Now things are different.
"The new power of attorney has teeth," says Ronald Fatoullah, an elder-law and estate-planning attorney in New York. One safeguard is a multiplicity of signatures. Now both the principal and the agent must sign the POA, and each signature must be notarized. "This is a big change," he says. "The document specifically states that when you accept the authority to act as agent, you create a special fiduciary relationship with the principal that imposes legal responsibilities until you resign or the power of attorney is terminated."
Another important provision of the statute is the right of the principal to appoint a monitor, like a trusted accountant, to oversee the activities of an inexperienced agent, or a family member to ensure that an agent acts according to the principal's wishes. Those who have POA must now keep records and account for every penny, which was not a requirement under the previous law, says Louis Pierro, an elder-law and estate-planning attorney in New York, adding, "The new law makes it easier to bring a civil suit against an agent who has acted inappropriately."
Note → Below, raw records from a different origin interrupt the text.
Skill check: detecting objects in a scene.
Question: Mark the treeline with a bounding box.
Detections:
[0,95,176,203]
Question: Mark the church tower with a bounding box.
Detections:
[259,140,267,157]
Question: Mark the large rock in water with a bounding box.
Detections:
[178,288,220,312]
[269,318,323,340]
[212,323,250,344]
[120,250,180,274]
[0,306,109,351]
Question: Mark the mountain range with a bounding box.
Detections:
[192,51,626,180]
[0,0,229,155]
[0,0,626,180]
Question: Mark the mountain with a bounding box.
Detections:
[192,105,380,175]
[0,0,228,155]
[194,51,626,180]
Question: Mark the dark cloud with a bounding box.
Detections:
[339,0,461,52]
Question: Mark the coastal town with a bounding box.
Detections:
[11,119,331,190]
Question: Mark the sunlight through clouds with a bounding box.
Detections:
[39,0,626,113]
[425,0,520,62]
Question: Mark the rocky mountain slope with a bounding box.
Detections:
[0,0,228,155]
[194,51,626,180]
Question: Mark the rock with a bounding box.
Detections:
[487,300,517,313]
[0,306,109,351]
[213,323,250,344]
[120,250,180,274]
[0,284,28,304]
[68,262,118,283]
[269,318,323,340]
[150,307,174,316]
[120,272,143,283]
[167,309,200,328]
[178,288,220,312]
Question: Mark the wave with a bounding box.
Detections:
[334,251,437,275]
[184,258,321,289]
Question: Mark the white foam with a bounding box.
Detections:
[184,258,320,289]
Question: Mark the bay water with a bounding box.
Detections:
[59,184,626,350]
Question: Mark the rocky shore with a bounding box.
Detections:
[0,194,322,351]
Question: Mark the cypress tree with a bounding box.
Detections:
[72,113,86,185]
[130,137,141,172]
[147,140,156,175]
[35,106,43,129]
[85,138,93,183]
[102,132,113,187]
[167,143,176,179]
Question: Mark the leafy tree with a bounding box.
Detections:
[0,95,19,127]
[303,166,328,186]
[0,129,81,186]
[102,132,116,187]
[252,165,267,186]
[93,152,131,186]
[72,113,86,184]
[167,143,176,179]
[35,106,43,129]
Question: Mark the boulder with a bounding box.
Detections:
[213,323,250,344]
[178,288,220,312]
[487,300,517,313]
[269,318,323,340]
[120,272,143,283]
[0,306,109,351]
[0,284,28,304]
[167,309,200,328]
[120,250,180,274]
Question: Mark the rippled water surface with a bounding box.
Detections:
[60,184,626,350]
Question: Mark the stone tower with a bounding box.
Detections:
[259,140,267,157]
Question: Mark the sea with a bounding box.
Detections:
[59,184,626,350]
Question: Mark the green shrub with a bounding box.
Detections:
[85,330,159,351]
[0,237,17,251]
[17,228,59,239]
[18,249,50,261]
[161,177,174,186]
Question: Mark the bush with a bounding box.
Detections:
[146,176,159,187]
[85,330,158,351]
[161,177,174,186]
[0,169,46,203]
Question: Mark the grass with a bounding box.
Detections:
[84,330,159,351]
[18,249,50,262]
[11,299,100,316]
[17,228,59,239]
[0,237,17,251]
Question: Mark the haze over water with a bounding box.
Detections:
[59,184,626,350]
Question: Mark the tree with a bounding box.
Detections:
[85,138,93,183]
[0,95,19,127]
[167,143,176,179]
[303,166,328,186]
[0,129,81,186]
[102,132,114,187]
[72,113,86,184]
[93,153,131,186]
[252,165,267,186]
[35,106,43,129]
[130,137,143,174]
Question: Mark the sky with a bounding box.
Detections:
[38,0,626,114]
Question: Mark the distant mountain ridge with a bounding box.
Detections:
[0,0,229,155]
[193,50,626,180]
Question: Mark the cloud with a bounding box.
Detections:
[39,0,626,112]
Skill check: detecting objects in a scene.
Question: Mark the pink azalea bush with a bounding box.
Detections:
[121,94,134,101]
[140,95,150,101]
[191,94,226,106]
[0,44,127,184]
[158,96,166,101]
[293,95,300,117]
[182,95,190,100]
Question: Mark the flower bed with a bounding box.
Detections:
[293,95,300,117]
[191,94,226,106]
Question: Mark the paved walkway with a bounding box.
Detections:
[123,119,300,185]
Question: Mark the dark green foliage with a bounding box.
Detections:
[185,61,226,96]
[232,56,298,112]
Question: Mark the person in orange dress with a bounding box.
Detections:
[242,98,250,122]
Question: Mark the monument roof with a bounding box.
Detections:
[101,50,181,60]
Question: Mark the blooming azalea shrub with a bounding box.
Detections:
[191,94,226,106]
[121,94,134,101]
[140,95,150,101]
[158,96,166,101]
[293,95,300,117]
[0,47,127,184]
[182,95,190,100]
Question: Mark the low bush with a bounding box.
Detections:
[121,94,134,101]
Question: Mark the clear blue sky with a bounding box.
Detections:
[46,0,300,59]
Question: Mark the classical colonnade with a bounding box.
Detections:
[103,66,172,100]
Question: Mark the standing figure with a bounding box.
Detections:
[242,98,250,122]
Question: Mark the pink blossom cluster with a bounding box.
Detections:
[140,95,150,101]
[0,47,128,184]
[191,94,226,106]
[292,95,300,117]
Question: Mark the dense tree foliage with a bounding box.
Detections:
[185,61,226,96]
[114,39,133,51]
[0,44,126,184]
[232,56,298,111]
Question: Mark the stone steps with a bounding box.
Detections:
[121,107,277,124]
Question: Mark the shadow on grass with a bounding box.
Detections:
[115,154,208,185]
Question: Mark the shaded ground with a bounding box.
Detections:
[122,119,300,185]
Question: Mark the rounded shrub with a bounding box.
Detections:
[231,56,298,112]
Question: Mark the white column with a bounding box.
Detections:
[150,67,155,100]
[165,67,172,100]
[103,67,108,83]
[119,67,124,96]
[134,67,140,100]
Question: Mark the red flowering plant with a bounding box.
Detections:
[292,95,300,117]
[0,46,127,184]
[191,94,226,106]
The new law goes even further when addressing gift-giving. In the past, it was relatively easy for people expecting to be named as agents to slip into the POA a self-serving gift-giving provision. Because these write-ins would often be overlooked by the principal, it was possible for agents to write checks to benefit themselves and clean out a principal's bank account. Now such doings will be harder to get away with. If the principal wants to grant the agent the specific power to make gifts, the principal must initial a box on the POA authorization form, and then describe the types of gifts on a separate statutory major-gifts rider. The rider must contain the signature of the principal and two witnesses and also be notarized.
The new rider is unique to New York, notes Pierro. "Having the obligations spelled out makes the person acting under power of attorney subject to virtually the same rules as someone who operates as a trustee," he says. Might other states adopt the rider? "They'll likely wait and see New York's experience with it," he says.